The beginnings of the internet
In the 1970s, computer science specialisations and departments started to appear in Australian universities. The Universities of Melbourne and Wollongong exchanged files between two Unix-based computers using a dial-up line.
During the second half of the 1980s, there were several attempts to set up a broader university network. In 1989, approval was given on a financial, technical and business plan (prepared by Geoff Huston) to implement a national network. Soon after, a NASA/University of Hawaii program came into play with a 56Kbps satellite circuit.
In 1995, the Australian Vice-Chancellors’ Committee transferred its commercial customers, associated assets, and the management of interstate and international links to Telstra. Telstra thereby acquired the whole infrastructure that at that stage constituted ‘the Internet in Australia’, spawning what was subsequently to become Telstra BigPond.
By the end of 1997, there were estimated to be 1.6 million Internet users in Australia (8.6% of the population), with 1 million being relatively frequent users. The majority were using dial-up access, with modems capable of up to 33.6Kbps, with 56Kbps modems newly available.
Internet at the turn of the century
By November 2000, more than 50% of Australian adults were online and nearly 40% of households had Internet access.
According to Wikipedia, in 2000, the first consumer ADSL services were made available through Telstra Bigpond. Telstra chose to artificially limit all ADSL speeds to a maximum of 1500/256 kbits/s (downstream/upstream). As ADSL required access to the telephone exchange and copper line, this allowed Telstra to be dominant since they owned these resources. Other ISPs followed suit later by reselling connections that they purchased wholesale from Telstra.
In 2006, Telstra proposed to upgrade to Fibre to the Node (FTTN) but didn’t pursue the development as they would have been required to share the network.
In November 2007, iiNet announced the first Naked DSL product. This gave people the option to have DSL products without telephony services over copper, reducing rental fees.
The first NBN Proposal
An initial request for proposal to build the NBN was issued in 2008, but not executed. In 2009, the Rudd Government announced that it would bypass the existing copper network by constructing a new national network combining fibre to the premises (FTTP), fixed wireless, and satellite technologies.
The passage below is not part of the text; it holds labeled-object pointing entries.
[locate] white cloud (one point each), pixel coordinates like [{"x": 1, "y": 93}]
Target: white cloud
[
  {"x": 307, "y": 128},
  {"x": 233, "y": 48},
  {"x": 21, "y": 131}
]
NBN Co was established in April 2009.
The first FTTP customers were connected in July 2010. An increase in the peak speed to one gigabit per second was announced in response to Google Fiber developments in the USA. Tony Abbott (who at the time was Leader of the opposition) and Malcolm Turnbull (Shadow Minister for Communications and Broadband) stated in 2010 that in government they would “demolish” the NBN.
Tasmania was selected as the first state for a three-stage trial FTTP rollout. The first stage was announced in July 2009, and the first customers were connected a year later. The second and third stages were announced in October 2009, and March 2010, respectively.
In 2013, Malcolm Turnbull announced that they would be using Multi-Technology Mix (MTM) as an approach to the NBN, promising significant savings and earlier completion.
The MTM comprises of:
- Wired communication
– Fibre to the node
– Fibre to the premises
– Hybrid fibre-coaxial
– and, from 2017, fibre to the curb
– Fixed wireless
– Sky Muster telecommunications satellites
Currently, the NBN rollout is estimated to be completed by 2020.